Wednesday, September 18, 2013

Words can hurt: The casualties of social media


The news of late has included the very sad tale of a 12 year Florida girl who committed suicide, apparently at the behest of cyberbullies.  This article from The Verge speaks of other suicides and the lessons that could have been learned from the cautionary tale of Formspring.me, a (now defunct) Q&A site.

E. Nicole Thornton and I wrote about Formspring.me in an article entitled, "Governance within social media websites: Ruling new frontiers," which appeared in Telecommunications Policy in July 2012. Here, in standard academic jargon, is the abstract of that article:

Governance within social media websites can be evaluated in terms of conformity to or transgression of external legal requirements, social mores, and economic incentives. By examining social media websites as frontiers and heterotopias in which rule is indeterminate, this paper explores the way rule is established and changed.

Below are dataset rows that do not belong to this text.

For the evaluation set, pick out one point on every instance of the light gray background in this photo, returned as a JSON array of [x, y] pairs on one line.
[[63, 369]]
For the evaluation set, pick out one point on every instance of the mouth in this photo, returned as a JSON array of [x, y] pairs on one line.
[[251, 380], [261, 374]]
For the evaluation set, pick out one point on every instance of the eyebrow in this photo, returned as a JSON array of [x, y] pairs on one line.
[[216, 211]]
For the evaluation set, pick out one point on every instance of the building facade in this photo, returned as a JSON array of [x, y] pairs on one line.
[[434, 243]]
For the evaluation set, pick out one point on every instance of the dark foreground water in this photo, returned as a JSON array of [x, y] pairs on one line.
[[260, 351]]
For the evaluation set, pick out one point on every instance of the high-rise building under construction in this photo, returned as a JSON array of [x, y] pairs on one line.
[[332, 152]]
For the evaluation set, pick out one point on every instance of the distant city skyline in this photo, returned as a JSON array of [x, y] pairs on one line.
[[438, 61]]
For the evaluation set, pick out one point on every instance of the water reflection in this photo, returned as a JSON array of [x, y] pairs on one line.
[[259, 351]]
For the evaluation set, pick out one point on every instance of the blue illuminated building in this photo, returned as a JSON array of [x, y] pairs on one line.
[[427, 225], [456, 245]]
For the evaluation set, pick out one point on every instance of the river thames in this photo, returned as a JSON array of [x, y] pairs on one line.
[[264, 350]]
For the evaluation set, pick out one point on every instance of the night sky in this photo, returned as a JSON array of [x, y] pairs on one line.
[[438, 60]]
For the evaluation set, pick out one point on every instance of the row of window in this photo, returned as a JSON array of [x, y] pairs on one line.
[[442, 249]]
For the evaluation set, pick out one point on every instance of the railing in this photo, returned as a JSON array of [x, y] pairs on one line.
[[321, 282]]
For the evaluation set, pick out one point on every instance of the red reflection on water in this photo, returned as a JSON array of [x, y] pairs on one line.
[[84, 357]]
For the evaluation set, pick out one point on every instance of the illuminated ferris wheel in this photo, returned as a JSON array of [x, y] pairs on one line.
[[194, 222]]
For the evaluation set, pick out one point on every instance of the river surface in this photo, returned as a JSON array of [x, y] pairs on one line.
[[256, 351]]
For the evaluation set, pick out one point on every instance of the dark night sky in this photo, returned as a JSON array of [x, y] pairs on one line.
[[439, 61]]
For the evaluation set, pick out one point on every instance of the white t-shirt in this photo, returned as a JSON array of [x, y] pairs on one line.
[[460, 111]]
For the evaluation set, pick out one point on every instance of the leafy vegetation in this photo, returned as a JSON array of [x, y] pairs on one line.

The authors illustrate this approach using the case of changing governance within Formspring.

The conclusion that we drew was that there's a kind of contestation between the owner of social media site, who sets rules through the terms of service and other statements, and the actual users, who create rules through their practices.  If something (i.e., cyberbullying) is done often and if those who do this are not (or are rarely) disciplined, then the implicit and meaningful rule becomes: Doing that is OK.  On Formspring and apparently on many other forms of social media, this translates as: Cyberbullying is an accepted practice.  Formspring's owners tried iteratively, but ultimately unsuccessfully to change that rule and to enforce a "no cyberbullying" rule.

Sadly -- and this story is nothing but sad -- the most recent news of more suicides further highlights the limits of the social media as a tool for engineering a better (more democratic, more peaceful, more connected) world.  The mainly false promise of social media as a tool for democratization was the subject of another fairly recent publication of mine: "I hear America Tweeting." 

(By the way, that article was submitted to the journal prior to the Arab Spring and was published well before the brittleness of democratic changes in the Arab world became apparent.)

In short, our social media are a reflection of the imperfections of our social life -- and sometimes also an intensification of those imperfections.



Thanks to EB for passing along the Verge article.